Lillian Hellman Quotes

“I do not believe in recovery. The past, with its pleasures, its rewards, its foolishness, its punishments, is there for each of us forever, and it should be.”

Source: Scoundrel Time (1976), p. 150
Context: Sad is a fake word for me to be using, I am still angry that their reason for disagreeing with McCarthy was too often his crude methods.... Many of the anti-Communists were, of course, honest men. But none of them... has stepped forward to admit a mistake. It is not necessary in this country; they too know that we are a people who do not remember much. I have written here that I have recovered. I mean it only in a worldly sense because I do not believe in recovery. The past, with its pleasures, its rewards, its foolishness, its punishments, is there for each of us forever, and it should be.

“We will not think noble because we are not noble.”

Candide (1956)
Context: We will not think noble because we are not noble. We will not live in beautiful harmony because there is no such thing in this world, nor should there be. We promise only to do our best and to live out our lives. Dear God, that's all we can promise in truth.

“Old paint on a canvas, as it ages, sometimes becomes transparent.”

Pentimento: A Book of Portraits (1973), Introduction
Context: Old paint on a canvas, as it ages, sometimes becomes transparent. When that happens it is possible, in some pictures, to see the original lines: a tree will show through a woman's dress, a child makes way for a dog, a large boat is no longer on an open sea. That is called pentimento because the painter "repented," changed his mind. Perhaps it would be as well to say that the old conception, replaced by a later choice, is a way of seeing and then seeing again. That is all I mean about the people in this book.
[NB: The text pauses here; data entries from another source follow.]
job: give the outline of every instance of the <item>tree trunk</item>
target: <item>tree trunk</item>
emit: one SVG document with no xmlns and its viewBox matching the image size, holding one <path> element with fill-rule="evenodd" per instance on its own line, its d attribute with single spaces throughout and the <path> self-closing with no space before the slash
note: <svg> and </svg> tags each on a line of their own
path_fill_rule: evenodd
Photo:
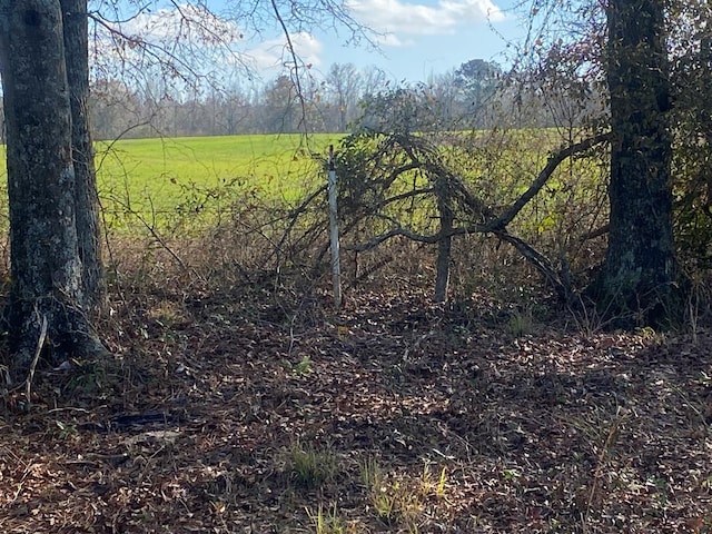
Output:
<svg viewBox="0 0 712 534">
<path fill-rule="evenodd" d="M 86 316 L 72 112 L 59 0 L 0 0 L 7 121 L 13 375 L 48 324 L 55 362 L 105 354 Z"/>
<path fill-rule="evenodd" d="M 611 225 L 597 300 L 625 324 L 655 324 L 675 280 L 664 7 L 611 0 L 606 14 Z"/>
<path fill-rule="evenodd" d="M 99 199 L 89 132 L 89 44 L 87 0 L 60 0 L 65 61 L 71 106 L 71 148 L 75 167 L 76 225 L 82 267 L 83 306 L 93 312 L 103 295 Z"/>
</svg>

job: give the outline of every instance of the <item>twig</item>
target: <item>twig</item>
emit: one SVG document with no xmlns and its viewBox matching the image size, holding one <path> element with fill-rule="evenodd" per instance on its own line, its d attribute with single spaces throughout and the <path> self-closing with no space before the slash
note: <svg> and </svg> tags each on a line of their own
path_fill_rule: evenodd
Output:
<svg viewBox="0 0 712 534">
<path fill-rule="evenodd" d="M 34 309 L 39 316 L 37 308 Z M 34 379 L 34 369 L 37 368 L 37 362 L 40 359 L 40 353 L 44 346 L 44 339 L 47 339 L 47 316 L 42 314 L 42 324 L 40 326 L 40 337 L 37 339 L 37 348 L 34 349 L 34 357 L 30 365 L 30 372 L 24 380 L 24 396 L 27 398 L 27 409 L 30 407 L 30 394 L 32 393 L 32 380 Z"/>
</svg>

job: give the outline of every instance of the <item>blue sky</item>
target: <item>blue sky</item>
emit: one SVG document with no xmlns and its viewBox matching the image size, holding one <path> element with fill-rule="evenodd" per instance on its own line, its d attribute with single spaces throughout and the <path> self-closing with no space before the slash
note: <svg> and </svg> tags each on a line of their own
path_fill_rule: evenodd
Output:
<svg viewBox="0 0 712 534">
<path fill-rule="evenodd" d="M 126 0 L 130 2 L 131 0 Z M 230 12 L 236 0 L 202 0 L 215 13 Z M 347 0 L 354 19 L 377 32 L 379 50 L 345 44 L 346 32 L 296 31 L 293 42 L 305 63 L 325 72 L 330 63 L 354 63 L 383 69 L 395 80 L 425 81 L 469 59 L 506 63 L 507 40 L 522 33 L 512 0 Z M 134 2 L 136 3 L 136 2 Z M 267 3 L 267 2 L 265 2 Z M 178 2 L 178 6 L 185 8 Z M 151 28 L 154 34 L 170 33 L 176 7 L 159 0 L 150 12 L 132 19 L 128 27 Z M 284 65 L 284 34 L 277 26 L 256 33 L 239 22 L 224 22 L 235 36 L 234 49 L 261 78 L 270 78 Z"/>
</svg>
The paint has aged and I wanted to see what was there for me once, what is there for me now.

“Nobody outside of a baby carriage or a Judge's chamber can believe in an unprejudiced point of view”
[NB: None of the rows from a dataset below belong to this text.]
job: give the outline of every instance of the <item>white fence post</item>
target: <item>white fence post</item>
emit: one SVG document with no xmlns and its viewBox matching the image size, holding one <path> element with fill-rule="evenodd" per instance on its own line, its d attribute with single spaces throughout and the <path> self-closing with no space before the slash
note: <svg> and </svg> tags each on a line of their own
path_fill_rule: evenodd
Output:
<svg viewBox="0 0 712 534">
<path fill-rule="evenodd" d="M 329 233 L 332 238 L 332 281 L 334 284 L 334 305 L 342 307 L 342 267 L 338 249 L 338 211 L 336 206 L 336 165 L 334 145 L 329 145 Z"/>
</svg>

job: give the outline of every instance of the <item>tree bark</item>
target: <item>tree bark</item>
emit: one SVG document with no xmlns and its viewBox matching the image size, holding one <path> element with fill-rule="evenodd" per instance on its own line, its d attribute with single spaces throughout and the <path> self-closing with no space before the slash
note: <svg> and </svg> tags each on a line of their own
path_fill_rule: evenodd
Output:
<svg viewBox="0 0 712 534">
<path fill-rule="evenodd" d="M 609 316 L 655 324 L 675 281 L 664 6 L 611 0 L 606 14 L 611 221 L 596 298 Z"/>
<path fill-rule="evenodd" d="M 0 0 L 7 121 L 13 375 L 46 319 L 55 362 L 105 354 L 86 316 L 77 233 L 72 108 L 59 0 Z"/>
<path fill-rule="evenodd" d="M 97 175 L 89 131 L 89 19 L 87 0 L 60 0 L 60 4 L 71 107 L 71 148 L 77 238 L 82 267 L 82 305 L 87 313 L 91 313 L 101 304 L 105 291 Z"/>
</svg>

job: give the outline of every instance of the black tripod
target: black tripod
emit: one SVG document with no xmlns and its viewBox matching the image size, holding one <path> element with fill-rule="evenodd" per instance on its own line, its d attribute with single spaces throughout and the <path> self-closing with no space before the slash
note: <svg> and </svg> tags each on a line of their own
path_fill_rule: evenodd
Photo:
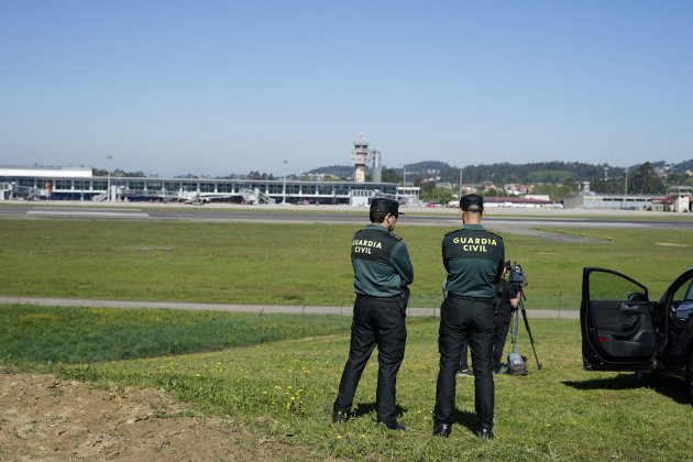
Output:
<svg viewBox="0 0 693 462">
<path fill-rule="evenodd" d="M 527 311 L 525 310 L 525 300 L 527 299 L 527 297 L 525 296 L 525 292 L 522 290 L 521 286 L 515 286 L 515 290 L 517 292 L 517 295 L 519 296 L 518 309 L 522 314 L 522 320 L 525 321 L 525 329 L 527 329 L 527 333 L 529 334 L 529 343 L 531 344 L 531 351 L 535 353 L 535 360 L 537 361 L 537 369 L 541 371 L 541 363 L 539 362 L 539 358 L 537 356 L 537 350 L 535 349 L 535 339 L 534 337 L 531 337 L 531 329 L 529 329 L 529 321 L 527 320 Z M 518 314 L 515 312 L 515 316 L 518 316 Z M 515 352 L 515 334 L 517 333 L 517 323 L 518 323 L 518 318 L 515 318 L 515 329 L 513 331 L 513 337 L 512 337 L 514 352 Z"/>
</svg>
"Love Letters, Some Not So Loving" (a review of H.G. Wells and Rebecca West by Gordon N. Ray), in The New York Times (13 October 1974) http://www.nytimes.com/books/00/09/10/specials/west-ray.html; this has often been paraphrased as "Nobody outside of a baby carriage or a Judge's chamber believes in an unprejudiced point of view."
Context: Nobody outside of a baby carriage or a Judge's chamber can believe in an unprejudiced point of view but, simply in self-interest, the biographer must try for one, or make us believe he has, or tell us that he hasn't.

“A man should be jailed for telling lies to the young.”

Candide (1956) a comic operetta based upon the satire by Voltaire.